I Cried In The Shower

This morning I cried in the shower. It was 5:00 am. My son was sleeping soundly, and the sun hadn't yet switched shifts with the moon. The translucent tears of joy seamlessly blended with the streams of water swirling down the silver drain. It was a simultaneous cleansing of body and soul.

Today marks the first day of the fall semester at Baldwin Wallace University. Today, I am officially a senior at Baldwin Wallace University. Now, to some people my status as a senior isn't newsworthy. I'm 29 years old. I already have an Associate's degree and a high school diploma. I've been a "senior" before. I've walked stages, and have already sported a cap and gown. Why is this time any different?

Well, this time it's much more significant because it is the end of my twenties. This is the end of my childishness, and the beginning of my adulthood. Also, it is the final stretch of a 12 year marathon. Yes, I've been working towards a Bachelor's degree off and on for 12 years. Now, after all these years, all of the setbacks, hardships, confusion, and rudderless decision making, here I stand.

I've once again successfully followed through with another lifelong goal. As with any marathon, there have been ups and downs. I've experienced highs and lows. Most of my disappointments came about because of me. I blame myself for not doing this sooner. I blame only me for where I am in life as far as not being stable and independent. However, like a champ I chose to stay in the ring. I've taken some hard punches to the head, gut, and chin, but I'm still standing.

I've overcome trials and tribulations. I've been in and out of relationships. My faith has been tested time and time again. I've become stronger, wiser, and more loving. I've acquired priceless knowledge about who I am and who I want to become. I've watched myself evolve from a little naive girl to a strong confident woman. I've developed a solid support system, and I'm raising a good man. Despite all that I've been through and put myself through, I must say that I am pleased with me.

In the shower, I thought about how far I've come. I became overwhelmed with love and joy. My eyes were flooded with tears and visions of my victories past, present and future. I felt God's love surrounding me. I eliminated any self doubt about my importance to Him. If I weren't loved, and special, and fearfully and wonderfully made, He wouldn't keep on blessing me. He gave me the gift of motherhood. He gave me a son.
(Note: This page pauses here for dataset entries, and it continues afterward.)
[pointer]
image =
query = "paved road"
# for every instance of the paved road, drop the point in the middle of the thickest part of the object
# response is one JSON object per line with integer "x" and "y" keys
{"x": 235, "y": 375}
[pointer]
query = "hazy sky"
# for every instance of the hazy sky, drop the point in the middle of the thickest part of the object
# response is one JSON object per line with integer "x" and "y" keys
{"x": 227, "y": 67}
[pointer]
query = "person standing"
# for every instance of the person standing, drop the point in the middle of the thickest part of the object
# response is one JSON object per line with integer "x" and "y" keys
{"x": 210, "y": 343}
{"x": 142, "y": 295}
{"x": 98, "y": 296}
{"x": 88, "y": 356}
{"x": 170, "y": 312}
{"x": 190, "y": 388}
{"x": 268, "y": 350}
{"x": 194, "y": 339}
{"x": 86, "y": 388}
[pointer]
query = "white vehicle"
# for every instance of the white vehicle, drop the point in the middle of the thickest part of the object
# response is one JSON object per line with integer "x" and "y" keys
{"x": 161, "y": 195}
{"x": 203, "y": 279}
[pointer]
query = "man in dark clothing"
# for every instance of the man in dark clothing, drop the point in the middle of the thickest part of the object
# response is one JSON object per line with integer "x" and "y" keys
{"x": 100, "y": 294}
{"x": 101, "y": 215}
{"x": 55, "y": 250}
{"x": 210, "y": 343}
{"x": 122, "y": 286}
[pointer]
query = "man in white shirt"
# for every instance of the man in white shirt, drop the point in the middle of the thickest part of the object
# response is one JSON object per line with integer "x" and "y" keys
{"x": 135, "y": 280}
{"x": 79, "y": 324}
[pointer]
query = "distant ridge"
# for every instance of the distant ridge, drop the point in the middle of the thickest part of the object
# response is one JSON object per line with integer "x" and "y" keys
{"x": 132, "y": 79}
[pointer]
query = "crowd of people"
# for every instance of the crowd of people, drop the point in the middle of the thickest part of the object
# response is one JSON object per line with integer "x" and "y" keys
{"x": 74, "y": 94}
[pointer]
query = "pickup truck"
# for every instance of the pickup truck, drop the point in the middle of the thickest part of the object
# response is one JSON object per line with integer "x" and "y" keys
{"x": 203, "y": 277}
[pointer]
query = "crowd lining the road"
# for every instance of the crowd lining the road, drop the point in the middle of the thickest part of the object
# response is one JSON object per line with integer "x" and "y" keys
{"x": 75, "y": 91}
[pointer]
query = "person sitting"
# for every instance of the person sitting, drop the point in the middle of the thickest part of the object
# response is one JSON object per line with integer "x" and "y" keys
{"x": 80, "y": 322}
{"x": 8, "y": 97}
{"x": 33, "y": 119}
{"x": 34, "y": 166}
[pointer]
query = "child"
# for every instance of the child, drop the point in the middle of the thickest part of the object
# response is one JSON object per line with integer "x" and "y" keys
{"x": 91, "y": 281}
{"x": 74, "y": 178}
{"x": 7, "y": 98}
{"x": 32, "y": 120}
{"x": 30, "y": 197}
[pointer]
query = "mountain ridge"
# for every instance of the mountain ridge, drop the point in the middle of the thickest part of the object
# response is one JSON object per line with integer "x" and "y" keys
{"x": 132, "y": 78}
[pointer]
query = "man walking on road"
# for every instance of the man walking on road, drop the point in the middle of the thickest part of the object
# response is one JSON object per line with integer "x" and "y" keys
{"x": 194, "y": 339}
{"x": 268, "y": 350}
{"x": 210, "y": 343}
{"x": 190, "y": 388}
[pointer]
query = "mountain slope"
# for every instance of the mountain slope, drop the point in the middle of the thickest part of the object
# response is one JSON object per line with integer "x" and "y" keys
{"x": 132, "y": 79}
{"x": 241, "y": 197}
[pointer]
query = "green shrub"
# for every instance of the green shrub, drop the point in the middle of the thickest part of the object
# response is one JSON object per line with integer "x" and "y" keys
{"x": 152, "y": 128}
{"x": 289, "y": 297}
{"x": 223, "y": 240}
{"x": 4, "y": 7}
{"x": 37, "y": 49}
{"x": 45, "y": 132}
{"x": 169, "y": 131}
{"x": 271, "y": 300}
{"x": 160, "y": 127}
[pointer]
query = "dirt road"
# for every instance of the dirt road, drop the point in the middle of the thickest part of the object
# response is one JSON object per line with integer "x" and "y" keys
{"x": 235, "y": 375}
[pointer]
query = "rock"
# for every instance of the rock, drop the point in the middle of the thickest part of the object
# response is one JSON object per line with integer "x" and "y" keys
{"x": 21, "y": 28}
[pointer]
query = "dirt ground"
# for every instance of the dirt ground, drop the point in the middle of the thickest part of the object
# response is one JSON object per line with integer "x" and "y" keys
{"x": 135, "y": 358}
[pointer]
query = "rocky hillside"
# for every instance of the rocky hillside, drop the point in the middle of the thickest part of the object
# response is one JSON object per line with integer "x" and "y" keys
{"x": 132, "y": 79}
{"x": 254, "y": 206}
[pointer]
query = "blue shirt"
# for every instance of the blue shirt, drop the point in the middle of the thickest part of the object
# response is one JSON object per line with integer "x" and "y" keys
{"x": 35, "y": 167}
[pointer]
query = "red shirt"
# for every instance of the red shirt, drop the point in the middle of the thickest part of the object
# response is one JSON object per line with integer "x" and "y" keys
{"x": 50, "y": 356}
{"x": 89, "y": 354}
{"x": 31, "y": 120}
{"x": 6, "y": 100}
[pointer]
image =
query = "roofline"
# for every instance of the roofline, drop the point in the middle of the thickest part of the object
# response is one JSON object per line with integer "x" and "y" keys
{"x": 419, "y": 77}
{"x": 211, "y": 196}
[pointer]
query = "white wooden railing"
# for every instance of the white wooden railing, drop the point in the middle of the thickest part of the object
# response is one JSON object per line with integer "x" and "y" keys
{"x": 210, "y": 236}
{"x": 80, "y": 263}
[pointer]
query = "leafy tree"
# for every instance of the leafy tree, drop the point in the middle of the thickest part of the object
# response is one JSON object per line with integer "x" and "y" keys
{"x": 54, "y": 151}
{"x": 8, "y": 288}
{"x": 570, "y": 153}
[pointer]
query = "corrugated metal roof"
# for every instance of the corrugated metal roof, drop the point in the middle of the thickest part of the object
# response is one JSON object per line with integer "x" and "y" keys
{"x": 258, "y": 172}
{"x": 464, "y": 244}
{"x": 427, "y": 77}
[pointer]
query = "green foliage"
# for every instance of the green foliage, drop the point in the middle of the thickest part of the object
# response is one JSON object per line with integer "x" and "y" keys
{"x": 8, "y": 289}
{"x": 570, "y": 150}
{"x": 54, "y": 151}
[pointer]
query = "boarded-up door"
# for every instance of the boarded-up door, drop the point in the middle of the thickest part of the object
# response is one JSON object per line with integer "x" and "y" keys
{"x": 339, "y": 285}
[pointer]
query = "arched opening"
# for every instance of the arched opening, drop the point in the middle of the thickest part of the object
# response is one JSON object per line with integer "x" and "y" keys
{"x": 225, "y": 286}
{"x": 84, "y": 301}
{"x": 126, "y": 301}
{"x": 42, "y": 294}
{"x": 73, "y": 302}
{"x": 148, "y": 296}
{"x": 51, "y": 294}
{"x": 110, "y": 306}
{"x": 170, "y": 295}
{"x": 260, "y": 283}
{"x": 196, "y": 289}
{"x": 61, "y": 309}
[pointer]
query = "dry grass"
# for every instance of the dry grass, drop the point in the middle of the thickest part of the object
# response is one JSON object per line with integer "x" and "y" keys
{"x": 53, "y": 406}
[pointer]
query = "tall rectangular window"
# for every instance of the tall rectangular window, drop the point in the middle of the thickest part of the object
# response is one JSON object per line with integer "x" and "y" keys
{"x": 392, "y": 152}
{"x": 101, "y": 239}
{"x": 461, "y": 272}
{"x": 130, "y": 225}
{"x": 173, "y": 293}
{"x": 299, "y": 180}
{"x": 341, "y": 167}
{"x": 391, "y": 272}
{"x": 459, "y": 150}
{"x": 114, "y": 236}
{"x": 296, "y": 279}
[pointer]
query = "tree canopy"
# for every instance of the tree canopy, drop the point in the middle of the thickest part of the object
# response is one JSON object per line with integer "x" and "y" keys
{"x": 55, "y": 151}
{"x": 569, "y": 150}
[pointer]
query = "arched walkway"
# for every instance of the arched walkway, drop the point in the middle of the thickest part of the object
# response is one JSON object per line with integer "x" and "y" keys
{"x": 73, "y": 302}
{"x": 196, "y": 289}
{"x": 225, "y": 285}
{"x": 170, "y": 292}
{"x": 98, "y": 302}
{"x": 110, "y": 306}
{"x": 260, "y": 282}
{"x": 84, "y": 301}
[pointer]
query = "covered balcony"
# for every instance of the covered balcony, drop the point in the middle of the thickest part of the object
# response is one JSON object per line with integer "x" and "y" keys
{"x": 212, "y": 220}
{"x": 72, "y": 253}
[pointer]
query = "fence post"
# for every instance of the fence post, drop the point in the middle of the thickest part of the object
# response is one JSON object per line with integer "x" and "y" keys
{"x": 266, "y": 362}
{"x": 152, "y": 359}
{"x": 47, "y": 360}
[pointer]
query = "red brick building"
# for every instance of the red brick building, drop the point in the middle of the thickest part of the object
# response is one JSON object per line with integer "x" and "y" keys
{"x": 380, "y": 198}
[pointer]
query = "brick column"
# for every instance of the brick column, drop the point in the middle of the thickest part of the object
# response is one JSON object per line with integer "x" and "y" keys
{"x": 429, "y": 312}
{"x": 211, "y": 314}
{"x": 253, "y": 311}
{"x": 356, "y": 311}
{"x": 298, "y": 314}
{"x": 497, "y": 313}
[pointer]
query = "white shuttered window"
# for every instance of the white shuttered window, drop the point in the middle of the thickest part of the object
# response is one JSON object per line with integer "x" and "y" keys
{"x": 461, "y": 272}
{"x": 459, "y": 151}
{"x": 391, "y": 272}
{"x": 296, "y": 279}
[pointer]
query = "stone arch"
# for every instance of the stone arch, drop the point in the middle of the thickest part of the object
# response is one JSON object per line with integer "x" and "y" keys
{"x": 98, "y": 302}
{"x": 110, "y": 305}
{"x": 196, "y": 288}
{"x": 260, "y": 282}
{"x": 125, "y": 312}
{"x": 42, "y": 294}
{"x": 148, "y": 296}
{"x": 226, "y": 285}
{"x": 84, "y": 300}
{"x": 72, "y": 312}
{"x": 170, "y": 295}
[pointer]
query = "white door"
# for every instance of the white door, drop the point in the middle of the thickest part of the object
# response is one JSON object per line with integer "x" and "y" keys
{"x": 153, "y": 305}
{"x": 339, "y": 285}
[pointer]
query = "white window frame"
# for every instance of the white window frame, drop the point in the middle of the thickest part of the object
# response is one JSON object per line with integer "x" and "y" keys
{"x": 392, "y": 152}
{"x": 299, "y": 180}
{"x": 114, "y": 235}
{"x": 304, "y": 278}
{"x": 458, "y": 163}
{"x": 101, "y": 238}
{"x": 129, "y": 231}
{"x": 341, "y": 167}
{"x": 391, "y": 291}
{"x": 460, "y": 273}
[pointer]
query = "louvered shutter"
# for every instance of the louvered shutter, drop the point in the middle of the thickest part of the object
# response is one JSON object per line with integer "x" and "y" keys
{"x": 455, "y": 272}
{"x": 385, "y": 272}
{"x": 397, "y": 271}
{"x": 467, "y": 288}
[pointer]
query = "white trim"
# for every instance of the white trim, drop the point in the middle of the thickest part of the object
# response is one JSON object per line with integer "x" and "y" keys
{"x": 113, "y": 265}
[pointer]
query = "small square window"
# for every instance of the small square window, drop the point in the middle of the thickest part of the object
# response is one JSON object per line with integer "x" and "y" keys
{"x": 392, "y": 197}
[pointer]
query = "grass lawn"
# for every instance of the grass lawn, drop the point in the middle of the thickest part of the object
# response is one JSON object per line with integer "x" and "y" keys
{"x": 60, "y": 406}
He keeps me safe from harm. He keeps me wrapped in comfort. He gives me peace amidst life's most tumultuous storms. He strengthens me. He protects me. He provides for me. He's given me another chance to get it right.

I cried tears of gratefulness, relief, and happiness. I am already equipped with everything I need to be successful. I will be able to give myself and my son the best life ever. I will reach my goals and accomplish my dreams. Even when the inevitable pain comes, I can wear a smile and keep pushing toward my vision.

I'm amazing. My flaws make me outstanding. 

At the day's end, when I come home, close the door, turn the lock, and put my son to sleep it's just me. No one else matters in those moments. No one else's opinions, judgments, or unwanted suggestions and advice means a thing when I'm by myself. I'm learning to trust myself and appreciate my wisdom. I know that I can depend on me to make the right decisions. I'm with me the most and I love who I am.

I'll be 30 when I graduate and I'm perfectly fine with that. I can only imagine the endless sobs on the first day of school compared to graduation day.

 All I can say is bring me lots of tissue.

I'm going to cry in the car, on the stage, when I see my son, when I see my mom, when I look into my big sisters' eyes holding my degree, and once again in the shower!